Luo Chuji, Daniels Michael J
Google LLC, Mountain View, California 94043,USA.
Department of Statistics, University of Florida, Gainesville, Florida 32611, USA.
Stat Sci. 2024 May;39(2):286-304. doi: 10.1214/23-sts900. Epub 2024 May 5.
Variable selection is an important statistical problem. This problem becomes more challenging when the candidate predictors are of mixed type (e.g. continuous and binary) and impact the response variable in nonlinear and/or non-additive ways.
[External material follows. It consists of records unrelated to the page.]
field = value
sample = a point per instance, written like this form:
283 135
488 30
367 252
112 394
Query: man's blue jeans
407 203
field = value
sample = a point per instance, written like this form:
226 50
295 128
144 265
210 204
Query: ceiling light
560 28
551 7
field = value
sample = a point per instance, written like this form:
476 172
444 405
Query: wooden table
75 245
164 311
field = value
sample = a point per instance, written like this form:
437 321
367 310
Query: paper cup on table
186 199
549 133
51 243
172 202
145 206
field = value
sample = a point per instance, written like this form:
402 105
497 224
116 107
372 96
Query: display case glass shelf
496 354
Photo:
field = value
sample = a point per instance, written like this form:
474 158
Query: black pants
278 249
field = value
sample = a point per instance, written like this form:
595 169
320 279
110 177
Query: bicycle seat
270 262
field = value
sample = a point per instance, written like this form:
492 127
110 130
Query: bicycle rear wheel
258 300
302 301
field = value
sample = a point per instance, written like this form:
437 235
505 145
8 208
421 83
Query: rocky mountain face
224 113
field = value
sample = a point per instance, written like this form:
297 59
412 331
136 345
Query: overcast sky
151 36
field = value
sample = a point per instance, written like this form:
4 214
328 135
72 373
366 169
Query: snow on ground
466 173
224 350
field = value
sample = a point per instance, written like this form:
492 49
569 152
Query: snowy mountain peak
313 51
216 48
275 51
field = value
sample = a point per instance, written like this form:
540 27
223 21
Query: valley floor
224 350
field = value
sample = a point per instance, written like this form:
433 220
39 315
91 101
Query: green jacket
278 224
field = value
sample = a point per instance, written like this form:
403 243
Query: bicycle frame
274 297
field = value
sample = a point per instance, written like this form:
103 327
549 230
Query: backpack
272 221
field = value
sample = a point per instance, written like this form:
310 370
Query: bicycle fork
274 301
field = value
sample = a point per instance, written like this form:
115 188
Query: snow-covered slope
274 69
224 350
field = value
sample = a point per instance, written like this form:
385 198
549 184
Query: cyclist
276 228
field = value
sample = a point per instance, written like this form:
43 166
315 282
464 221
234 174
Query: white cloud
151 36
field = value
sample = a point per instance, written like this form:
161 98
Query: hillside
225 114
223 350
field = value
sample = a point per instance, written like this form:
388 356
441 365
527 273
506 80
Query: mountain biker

In this paper, we review existing variable selection approaches for the Bayesian additive regression trees (BART) model, a nonparametric regression model, which is flexible enough to capture the interactions between predictors and nonlinear relationships with the response. An emphasis of this review is on the ability to identify relevant predictors. We also propose two variable importance measures which can be used in a permutation-based variable selection approach, and a backward variable selection procedure for BART. We introduce these variations as a way of illustrating limitations and opportunities for improving current approaches and assess these via simulations.
变量选择是一个重要的统计问题。当候选预测变量是混合类型(例如连续型和二元型)并且以非线性和/或非加性方式影响响应变量时,这个问题会变得更具挑战性。在本文中,我们回顾了用于贝叶斯加法回归树(BART)模型的现有变量选择方法,BART是一种非参数回归模型,它足够灵活,能够捕捉预测变量之间的相互作用以及与响应的非线性关系。本综述的重点是识别相关预测变量的能力。我们还提出了两种可用于基于排列的变量选择方法的变量重要性度量,以及一种针对BART的向后变量选择程序。我们引入这些变体作为说明改进当前方法的局限性和机会的一种方式,并通过模拟对其进行评估。